# Whats you opinion on Avery Decoys



## buchwheat (Feb 8, 2005)

Hey
Whats you guy's opinion on avery decoys.
Expensive but are they worth the price


----------



## goose_slayer28 (Mar 28, 2005)

where else can you get 1 doz full bodies for 240.00 let me know and do they look half as real as the avery green head gear NO WAY if you want to kil;l geese theres lots aways around it but IM convinced you need to look and sound real and that all starts with the decoys you use I only use avery shells and full bodies why because they work thats my opinion....


----------



## 4CurlRedleg (Aug 31, 2003)

:thumb:


----------



## buchwheat (Feb 8, 2005)

Thanks
Me and my friend are going to get some and split the cost.
If youve ever been in the sportsman warehouse in fargo thats where were going to get them

THEY LOOK REAL


----------



## purepower (Sep 11, 2004)

i love my avery's


----------



## SBEIIstyle (Feb 3, 2005)

Great dekes, just gotta take care of them witch is a given for any decoy , and they'll be a great investment towards your future hunting success.


----------



## quackattack (Sep 27, 2003)

Well if your wondering how realistic they are, I got 6 a few weeks ago and I live out in the country right outside of Grand Forks, so I thought i'd have some fun. I put the 6 GHG's in the yard quite aways from our house and people would drive down the gravel road and slam on their brakes and stop and point at the decoys. :lol: And they were only about 50 yards off the road. So yes they are realistic.

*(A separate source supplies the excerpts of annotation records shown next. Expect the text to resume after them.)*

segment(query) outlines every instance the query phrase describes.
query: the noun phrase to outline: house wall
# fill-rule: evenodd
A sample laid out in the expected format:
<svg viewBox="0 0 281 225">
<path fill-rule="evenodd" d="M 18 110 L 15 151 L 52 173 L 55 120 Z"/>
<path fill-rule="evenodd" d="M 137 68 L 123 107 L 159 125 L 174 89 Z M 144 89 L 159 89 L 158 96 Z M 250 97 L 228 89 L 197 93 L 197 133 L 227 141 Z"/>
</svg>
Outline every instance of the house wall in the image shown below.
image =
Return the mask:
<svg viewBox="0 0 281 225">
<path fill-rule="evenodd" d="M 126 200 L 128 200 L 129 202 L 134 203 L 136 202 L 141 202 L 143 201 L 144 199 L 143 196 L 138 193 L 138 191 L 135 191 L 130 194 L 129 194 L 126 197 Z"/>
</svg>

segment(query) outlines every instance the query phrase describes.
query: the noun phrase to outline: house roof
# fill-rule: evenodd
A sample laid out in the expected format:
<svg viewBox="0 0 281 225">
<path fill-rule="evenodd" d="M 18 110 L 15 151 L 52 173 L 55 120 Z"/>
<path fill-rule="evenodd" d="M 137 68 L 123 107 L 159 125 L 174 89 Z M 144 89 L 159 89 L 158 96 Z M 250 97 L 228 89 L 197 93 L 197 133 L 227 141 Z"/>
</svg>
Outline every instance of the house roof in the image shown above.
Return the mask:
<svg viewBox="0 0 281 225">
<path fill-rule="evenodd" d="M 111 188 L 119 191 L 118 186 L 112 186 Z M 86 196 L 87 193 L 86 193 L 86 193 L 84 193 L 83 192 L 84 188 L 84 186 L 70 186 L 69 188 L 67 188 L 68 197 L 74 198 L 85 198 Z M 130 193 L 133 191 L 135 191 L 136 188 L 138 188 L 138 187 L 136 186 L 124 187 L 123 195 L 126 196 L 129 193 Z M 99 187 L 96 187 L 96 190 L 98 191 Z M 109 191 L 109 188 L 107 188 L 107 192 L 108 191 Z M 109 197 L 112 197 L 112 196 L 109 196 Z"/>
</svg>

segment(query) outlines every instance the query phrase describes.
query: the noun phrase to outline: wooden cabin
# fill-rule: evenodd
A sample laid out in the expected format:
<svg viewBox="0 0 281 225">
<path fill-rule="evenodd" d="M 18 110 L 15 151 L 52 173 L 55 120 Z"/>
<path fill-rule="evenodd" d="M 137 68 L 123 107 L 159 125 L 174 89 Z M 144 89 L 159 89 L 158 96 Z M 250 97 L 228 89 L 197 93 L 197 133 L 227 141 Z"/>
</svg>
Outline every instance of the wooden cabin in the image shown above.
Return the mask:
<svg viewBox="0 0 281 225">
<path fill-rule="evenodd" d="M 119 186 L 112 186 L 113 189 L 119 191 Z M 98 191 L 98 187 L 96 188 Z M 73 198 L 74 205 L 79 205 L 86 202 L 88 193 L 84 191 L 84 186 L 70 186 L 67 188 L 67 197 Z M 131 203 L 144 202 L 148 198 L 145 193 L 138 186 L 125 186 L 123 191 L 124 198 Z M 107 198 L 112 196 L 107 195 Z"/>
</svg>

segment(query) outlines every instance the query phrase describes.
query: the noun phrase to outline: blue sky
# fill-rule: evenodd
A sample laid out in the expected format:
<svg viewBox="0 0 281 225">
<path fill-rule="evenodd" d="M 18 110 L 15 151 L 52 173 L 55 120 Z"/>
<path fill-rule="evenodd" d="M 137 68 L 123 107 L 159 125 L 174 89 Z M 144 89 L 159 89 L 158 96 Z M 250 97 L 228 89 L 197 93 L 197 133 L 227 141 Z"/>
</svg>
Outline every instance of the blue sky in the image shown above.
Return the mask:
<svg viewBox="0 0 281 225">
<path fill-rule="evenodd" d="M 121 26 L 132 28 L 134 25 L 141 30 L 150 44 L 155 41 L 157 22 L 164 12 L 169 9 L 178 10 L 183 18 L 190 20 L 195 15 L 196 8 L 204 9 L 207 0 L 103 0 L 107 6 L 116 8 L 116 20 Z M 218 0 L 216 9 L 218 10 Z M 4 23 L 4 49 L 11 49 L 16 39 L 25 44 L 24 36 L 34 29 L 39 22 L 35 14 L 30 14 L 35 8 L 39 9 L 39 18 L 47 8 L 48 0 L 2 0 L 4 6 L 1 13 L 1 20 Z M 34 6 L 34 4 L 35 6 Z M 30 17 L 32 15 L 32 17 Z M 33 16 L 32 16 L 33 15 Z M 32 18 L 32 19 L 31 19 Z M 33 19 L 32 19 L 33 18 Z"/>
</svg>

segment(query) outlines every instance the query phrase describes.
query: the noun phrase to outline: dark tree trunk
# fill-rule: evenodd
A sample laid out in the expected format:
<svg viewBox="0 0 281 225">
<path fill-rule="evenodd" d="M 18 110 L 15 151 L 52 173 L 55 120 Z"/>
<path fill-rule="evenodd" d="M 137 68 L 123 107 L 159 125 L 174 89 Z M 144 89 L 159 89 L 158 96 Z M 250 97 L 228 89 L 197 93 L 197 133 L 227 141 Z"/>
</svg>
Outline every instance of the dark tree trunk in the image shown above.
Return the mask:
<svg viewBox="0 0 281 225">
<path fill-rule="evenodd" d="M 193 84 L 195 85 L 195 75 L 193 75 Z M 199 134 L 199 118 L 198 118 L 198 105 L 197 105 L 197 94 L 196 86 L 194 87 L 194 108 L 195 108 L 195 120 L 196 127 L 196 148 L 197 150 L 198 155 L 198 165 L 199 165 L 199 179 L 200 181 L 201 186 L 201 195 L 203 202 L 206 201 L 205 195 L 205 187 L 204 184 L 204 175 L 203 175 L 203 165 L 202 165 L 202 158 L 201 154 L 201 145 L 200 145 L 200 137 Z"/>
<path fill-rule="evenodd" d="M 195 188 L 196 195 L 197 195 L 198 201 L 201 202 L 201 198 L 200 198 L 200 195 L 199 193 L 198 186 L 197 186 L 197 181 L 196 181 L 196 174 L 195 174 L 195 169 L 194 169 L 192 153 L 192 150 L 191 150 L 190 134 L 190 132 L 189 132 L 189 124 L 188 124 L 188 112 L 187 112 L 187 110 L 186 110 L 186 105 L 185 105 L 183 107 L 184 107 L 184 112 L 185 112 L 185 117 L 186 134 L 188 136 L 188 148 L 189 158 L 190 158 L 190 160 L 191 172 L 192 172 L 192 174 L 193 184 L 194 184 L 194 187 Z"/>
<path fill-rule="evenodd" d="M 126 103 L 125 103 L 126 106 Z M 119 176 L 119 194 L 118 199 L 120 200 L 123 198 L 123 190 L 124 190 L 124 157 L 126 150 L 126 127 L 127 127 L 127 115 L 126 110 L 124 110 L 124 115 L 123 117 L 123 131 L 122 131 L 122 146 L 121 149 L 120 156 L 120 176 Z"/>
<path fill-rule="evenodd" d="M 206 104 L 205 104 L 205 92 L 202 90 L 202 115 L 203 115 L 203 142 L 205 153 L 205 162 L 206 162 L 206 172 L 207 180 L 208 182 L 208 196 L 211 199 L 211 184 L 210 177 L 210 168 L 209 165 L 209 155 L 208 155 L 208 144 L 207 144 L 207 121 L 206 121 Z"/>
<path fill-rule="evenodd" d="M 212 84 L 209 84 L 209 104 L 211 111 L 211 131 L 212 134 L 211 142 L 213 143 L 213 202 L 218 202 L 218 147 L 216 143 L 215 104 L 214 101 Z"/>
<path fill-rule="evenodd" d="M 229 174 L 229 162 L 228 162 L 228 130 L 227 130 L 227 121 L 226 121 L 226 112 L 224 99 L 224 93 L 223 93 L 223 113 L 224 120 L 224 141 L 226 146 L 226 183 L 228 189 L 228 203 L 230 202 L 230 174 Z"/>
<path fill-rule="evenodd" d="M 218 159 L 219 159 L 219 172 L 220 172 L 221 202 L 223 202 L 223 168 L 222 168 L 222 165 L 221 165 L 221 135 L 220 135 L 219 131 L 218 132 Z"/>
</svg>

They aren't the most durable decoy i've ever bought, but like everyone else has told you, treat them good and they will last forever. 
:beer:


----------



## buchwheat (Feb 8, 2005)

Thanks ofr the help
if you have any other input just post more


----------



## Drew Willemsen (Sep 29, 2003)

the trailer will be stacked with em this fall!!! :beer:


----------